Restaurant-Check: Tierra, Torrico *
It’s been a while since I have eaten in an awarded restaurant due to stress in school and clarifying my future and of course, I've been busy providing you with content from inside the kitchen as well. Nevertheless, here is my report of the Michelin starred Tierra restaurant at the “Relais &Chateaux Valdepalacios” in the middle of the Spanish countryside - between Toledo and Madrid. The area where the hotel is nestled spreads over 600 hectares, meaning there is enough space to raise some venison (which they actually do), plant their own wine grapes and of course, vegetables which is in my eyes a big advantage - for us chefs its always difficult to find good suppliers - even in Spain.
Just like any Spanish dinner, it has started quite late on a beautiful Saturday night. Daniel and I took this opportunity to compensate our early arrival to the dining room with our first welcome drink: a typical “cerveca” - in front of the fireplace in the hotel hall before entering the restaurant. We rapidly decided both for the long gastronomic menu including 18 dishes in total and of course, we didn’t need to drive a car as well, so it was quite an easy decision that we are going to enjoy the whole wine pairing. A small detail which probably just professionals might recognize: the food is cooked on a “Molteni” stove and yes it is also a dream of mine to cook once on this kind of kitchen gear ;) as well as owning an open kitchen as Chef Chuchi Hernández Munoz.
Starting with an assortment of different amuse bouche containing puff pastry with jambon Iberico and tomato (one of my favorites), baked brioche with caviar and trout tartare which was really well prepared. Combined with a very fine glass of Grand Cru Poirot Rosé Champagne, it was a perfect start into a very good dinner.
Daniel's favorite dish of this dinner was the first starter: white asparagus presented in two different textures a soup and the tips, truffle, caviar, and foie gras. That this amazing dish was served along with a Gewürztraminer from New Zealand, was new to us. I mean the majority of human beings would like this kind of meal. Even though for my personal taste, there was I little bit of salt missing but 50% of our table loved this dish.
The next two courses where on the one hand veal tongue, thistle, and partridge served with a beautiful sauce and a really perfectly confided egg yolk with chanterelles and green bean sauce and of course hand cut black truffle stripes and on the other hand a very good seasoned cockles dish. At this moment I have to mention that the wine pairing to these two dishes was absolutely outstanding. The Spanish white wine called Rita Syrah and Garnacha fitted flawless to the tongue, in addition, the German white wine classic Riesling Spätlese 2016 was like the perfect match for the green beans.

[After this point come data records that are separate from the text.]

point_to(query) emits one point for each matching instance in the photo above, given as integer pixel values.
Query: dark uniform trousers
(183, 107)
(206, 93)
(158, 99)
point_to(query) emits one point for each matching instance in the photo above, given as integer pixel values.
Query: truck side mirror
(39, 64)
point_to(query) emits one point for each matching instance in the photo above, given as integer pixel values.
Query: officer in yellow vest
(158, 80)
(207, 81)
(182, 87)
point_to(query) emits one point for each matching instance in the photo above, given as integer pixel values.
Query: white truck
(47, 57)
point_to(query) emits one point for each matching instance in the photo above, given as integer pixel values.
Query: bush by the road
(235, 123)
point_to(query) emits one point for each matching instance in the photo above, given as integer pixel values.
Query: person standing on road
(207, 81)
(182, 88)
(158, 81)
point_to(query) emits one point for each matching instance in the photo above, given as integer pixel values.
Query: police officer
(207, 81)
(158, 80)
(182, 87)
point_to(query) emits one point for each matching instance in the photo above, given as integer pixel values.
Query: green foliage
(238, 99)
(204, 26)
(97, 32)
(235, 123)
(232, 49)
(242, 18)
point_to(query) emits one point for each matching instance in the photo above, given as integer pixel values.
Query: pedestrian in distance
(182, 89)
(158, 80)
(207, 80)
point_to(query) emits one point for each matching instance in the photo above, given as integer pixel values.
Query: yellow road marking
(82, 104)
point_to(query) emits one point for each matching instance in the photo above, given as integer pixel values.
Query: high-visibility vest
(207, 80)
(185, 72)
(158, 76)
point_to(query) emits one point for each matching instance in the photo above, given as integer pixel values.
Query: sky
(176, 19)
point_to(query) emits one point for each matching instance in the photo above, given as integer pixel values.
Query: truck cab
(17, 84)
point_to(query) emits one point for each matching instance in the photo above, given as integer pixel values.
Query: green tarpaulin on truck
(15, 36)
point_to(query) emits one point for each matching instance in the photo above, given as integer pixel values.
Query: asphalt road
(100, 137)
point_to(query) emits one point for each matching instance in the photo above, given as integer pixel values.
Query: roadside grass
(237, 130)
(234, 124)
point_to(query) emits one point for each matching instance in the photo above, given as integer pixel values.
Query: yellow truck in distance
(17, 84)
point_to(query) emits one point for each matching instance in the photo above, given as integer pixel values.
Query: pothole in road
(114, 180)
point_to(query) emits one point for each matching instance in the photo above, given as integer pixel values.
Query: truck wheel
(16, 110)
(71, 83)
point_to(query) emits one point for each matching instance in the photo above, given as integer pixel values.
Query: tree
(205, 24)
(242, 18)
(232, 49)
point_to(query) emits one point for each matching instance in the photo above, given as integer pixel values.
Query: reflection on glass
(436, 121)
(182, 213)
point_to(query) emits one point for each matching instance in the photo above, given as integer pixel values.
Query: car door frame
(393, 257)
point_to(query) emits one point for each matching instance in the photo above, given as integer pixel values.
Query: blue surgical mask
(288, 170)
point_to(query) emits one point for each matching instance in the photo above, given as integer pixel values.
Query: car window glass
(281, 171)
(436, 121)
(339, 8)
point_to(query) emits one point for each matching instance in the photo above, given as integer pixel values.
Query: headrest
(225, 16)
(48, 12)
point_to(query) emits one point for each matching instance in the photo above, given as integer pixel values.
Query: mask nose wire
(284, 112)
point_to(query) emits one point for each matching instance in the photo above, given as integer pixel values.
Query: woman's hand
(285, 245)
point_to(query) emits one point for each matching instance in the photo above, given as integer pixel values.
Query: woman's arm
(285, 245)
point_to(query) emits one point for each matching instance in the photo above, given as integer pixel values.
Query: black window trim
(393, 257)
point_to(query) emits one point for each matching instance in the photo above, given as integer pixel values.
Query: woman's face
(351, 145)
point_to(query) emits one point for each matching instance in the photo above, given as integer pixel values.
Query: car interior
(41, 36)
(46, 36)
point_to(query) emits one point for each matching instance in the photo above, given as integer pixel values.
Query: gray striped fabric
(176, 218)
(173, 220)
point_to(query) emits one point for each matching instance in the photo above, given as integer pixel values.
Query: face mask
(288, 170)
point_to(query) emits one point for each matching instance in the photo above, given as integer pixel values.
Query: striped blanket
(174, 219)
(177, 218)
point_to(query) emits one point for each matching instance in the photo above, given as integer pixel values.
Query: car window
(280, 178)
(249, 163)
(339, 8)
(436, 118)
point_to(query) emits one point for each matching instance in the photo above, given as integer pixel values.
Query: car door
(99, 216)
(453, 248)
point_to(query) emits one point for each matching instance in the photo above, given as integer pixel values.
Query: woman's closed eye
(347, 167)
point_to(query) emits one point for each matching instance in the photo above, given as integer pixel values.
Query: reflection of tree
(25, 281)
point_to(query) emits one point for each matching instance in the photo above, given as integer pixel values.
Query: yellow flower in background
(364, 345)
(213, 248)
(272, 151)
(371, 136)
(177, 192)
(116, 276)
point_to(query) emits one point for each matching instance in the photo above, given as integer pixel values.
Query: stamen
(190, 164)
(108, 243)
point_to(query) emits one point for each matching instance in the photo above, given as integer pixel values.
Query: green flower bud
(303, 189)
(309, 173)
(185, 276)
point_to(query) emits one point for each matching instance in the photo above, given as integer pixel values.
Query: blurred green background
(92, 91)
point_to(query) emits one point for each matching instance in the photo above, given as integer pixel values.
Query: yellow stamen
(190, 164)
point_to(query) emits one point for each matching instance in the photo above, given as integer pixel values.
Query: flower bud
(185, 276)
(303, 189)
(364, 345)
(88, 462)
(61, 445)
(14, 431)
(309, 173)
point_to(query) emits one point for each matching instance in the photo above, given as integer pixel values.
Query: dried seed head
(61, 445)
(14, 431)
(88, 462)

We move on to the next course, in my eyes, a perfectly cooked piece of pork belly (for sure sous vide) with tender celery and vegetable jus, served with a nice glass of rose wine from nearby the Toledo region in Spain. By the way, the old town of Toledo is absolutely worth a visit!
I’ve never eaten in a Relais & Chateaux restaurant or hotel where they did not serve a high-end fish dish like turbot or sole; so our fish course was a technical proper seared filet of sole with brussels sprouts and avocado cubes and saffron foam, served with a good glass of Rioja white wine.
Our first meat course was a sous vide cooked tendon with cauliflower and very nice reduced demi-glace sauce and morels which is one of my favorite mushrooms all-time. The second main course which we got was something special for both of us. Now we didn't go far and were served the venison loin - perfectly presented and cooked - which they actually hunt on their own huge property. The wine journey took us to Spain again, the excellent red wine by Dominio de Atuta winery from the Ribera del Duero region fitted perfectly to the main courses.
Every dinner has to come to an end, in our case “the end” started with a selection of international and domestic cheese prepared from the vast cheese trolleys right in the entrance of the dining room. The next dessert was a variation of wild berries including sponges, espuma, and wild berries sorbet, in terms of acidity unique! The very last two plates were on the one side a really nice prepared round millefeuille with pistachios and mango mousse. On the other side, the last served plate out of the kitchen was an assortment of chocolate and cacao. All these dishes were combined with different sweet wines like the famous Tokaji winery from Hungary.
To end a quite perfect night, the waiters presented us a few sweets as well from a trolley with different kind of French pastries like macarons, lollipops or jellies.
One of the biggest advantages in gastronomic menus like the one we enjoyed that night, is that there is a lot of courses with different textures flavors and platings. For me as a chef, it is not just eating, it is more or less research and getting new experiences.
The Dinner was provided in addition to our stay at Relais & Chateaux Valdepalacios, however all above written expresses our own opinion and has not been influenced.